La luna asomó por encima del barranco y el bosque pareció transformarse en su sereno resplandor. Me aparté de la cortina de agua para mirar alrededor, disfrutando aquel paisaje único.
Sólo entonces advertí un olor que no tenía nada que hacer allí. Observé las orillas con mirada atenta, en busca del humano que percibía, pero no logré descubrirlo. Su esencia parecía apocada, y mezclada con salvia o algo similar. Sabía que las mujeres del pueblo venían hasta aquí en busca de hongos en esta época del año, y la sanadora solía adentrarse hasta el barranco en busca de sus hierbas medicinales. ¿Tal vez una de ellas había estado aquí por la tarde?
Recordé que pretendía actuar como cebo y nadé por el estanque sin hundir la cabeza, todavía concentrado en esa esencia débil, pero demasiado persistente para ser un rastro de horas atrás. No, quienquiera que fuera, todavía estaba cerca. En plena noche. En medio del bosque. Junto al estanque donde todas las bestias venían a abrevar, predadores incluidos.
En ese momento oí que un arbusto se agitaba a varios metros, cerca de la embocadura del río. ¿Además me espiaban? Apreté los dientes para controlar mi irritación. Malditos humanos. Parecían incapaces de seguir reglas, por simples que fueran. Tan simples como no aventurarse de noche por el bosque. Y si quien se ocultaba tras el arbusto me había visto cambiar, el castigo les recordaría a esos simplones que aún éramos sus señores.
Salí del estanque, volví a cambiar al pasar tras un árbol y me marché por donde viniera. Pero no me alejé demasiado. Me detuve a medio centenar de metros del estanque y dejé el sendero para regresar sin ruido hacia la cascada.
Decidí que devolvería la atención y me oculté para esperar que el mirón saliera de su escondite. Y me sorprendí al ver que ya lo había hecho. ¡Una niña! ¿Qué hacía una niña sola en medio del bosque a esa hora? Se había sumergido en el estanque hasta la cintura, y parecía rebuscar bajo el agua junto a la orilla.

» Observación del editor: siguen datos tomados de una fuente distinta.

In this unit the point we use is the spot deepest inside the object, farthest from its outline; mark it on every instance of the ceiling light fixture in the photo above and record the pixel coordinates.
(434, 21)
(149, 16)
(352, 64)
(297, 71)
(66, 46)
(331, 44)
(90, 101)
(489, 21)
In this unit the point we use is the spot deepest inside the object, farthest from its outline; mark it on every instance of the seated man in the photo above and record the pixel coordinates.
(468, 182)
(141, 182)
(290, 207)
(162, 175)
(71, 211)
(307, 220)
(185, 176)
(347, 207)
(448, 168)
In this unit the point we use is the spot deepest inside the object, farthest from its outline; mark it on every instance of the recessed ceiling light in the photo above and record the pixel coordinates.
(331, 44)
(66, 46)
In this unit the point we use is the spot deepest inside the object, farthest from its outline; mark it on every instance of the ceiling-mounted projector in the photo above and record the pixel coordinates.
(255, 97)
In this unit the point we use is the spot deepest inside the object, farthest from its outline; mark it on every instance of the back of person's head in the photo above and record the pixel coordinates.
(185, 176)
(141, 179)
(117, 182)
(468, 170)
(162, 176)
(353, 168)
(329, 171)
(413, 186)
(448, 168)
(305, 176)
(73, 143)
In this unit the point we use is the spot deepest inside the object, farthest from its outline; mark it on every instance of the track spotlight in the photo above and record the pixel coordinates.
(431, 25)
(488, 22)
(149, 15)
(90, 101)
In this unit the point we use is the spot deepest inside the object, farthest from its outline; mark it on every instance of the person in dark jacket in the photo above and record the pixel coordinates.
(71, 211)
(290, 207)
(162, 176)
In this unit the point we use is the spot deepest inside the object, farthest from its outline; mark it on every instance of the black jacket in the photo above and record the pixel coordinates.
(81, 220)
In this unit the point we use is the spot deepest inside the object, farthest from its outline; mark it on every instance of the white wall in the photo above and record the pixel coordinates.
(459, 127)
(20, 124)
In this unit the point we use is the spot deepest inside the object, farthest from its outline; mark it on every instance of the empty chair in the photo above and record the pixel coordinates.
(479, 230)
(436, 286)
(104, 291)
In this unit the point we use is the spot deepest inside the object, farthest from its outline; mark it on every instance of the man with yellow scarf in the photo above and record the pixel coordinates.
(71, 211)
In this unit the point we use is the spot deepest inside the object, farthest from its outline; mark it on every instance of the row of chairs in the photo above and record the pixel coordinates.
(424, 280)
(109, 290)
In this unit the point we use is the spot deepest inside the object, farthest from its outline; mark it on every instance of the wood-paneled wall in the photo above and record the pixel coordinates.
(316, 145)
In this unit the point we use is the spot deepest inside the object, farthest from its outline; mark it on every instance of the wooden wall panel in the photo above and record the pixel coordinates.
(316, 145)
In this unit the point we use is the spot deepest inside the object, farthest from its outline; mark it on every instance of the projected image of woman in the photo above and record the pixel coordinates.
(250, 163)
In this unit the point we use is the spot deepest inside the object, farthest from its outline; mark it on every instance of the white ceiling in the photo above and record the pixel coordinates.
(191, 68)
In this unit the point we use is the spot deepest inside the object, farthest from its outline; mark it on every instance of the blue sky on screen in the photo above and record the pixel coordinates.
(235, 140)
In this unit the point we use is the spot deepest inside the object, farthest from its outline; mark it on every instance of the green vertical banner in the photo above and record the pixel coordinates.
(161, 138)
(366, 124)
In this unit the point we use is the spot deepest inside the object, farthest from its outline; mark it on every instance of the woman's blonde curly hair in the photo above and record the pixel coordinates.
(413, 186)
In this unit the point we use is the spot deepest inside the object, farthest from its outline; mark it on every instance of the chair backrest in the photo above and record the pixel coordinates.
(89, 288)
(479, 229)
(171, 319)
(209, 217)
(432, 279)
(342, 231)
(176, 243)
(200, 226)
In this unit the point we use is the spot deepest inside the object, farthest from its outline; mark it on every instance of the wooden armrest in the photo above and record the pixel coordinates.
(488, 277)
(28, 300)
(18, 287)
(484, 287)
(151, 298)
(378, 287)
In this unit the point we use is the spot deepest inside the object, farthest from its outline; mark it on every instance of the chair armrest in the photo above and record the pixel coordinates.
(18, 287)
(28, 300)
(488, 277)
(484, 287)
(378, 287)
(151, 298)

Entonces otro olor reclamó mi atención. El león estaba cerca. Lo descubrí agazapado en una rama baja al otro lado del estanque, acechando a la muchachita, que le daba la espalda, ignorante del peligro que corría. Me preparé para intervenir.
La muchachita arrojó una bota a la orilla, y volvía a rebuscar bajo el agua cuando el león gruñó por lo bajo. Ella volteó de inmediato, y a pesar de que la bestia estaba oculta entre el follaje, pareció descubrirla sin dificultad. Se apresuró hacia la orilla en la que yo estaba y la fiera se aprestó a caerle encima tan pronto saliera del agua.
Y así fue. Salí de mi escondite de un salto, enviándola de un cabezazo de vuelta al estanque para entenderme con el león. Retrocedí lo indispensable para que no me cayera encima y me arrojé sobre él. No le di tiempo a defenderse. Hundí los dientes en su garganta y lo sacudí, indiferente a los zarpazos que me lanzó antes que su cuello se quebrara.
La muchachita me contemplaba desde el agua, paralizada de miedo. Arrojé a un lado el cuerpo sin vida del león y me volví hacia ella sin ocultar mi enfado. Inclinó la cabeza llorando. Retrocedí. Quería verla de cerca. Quería olerla. Así la reconocería cuando bajáramos al pueblo en el invierno y le daría su merecido.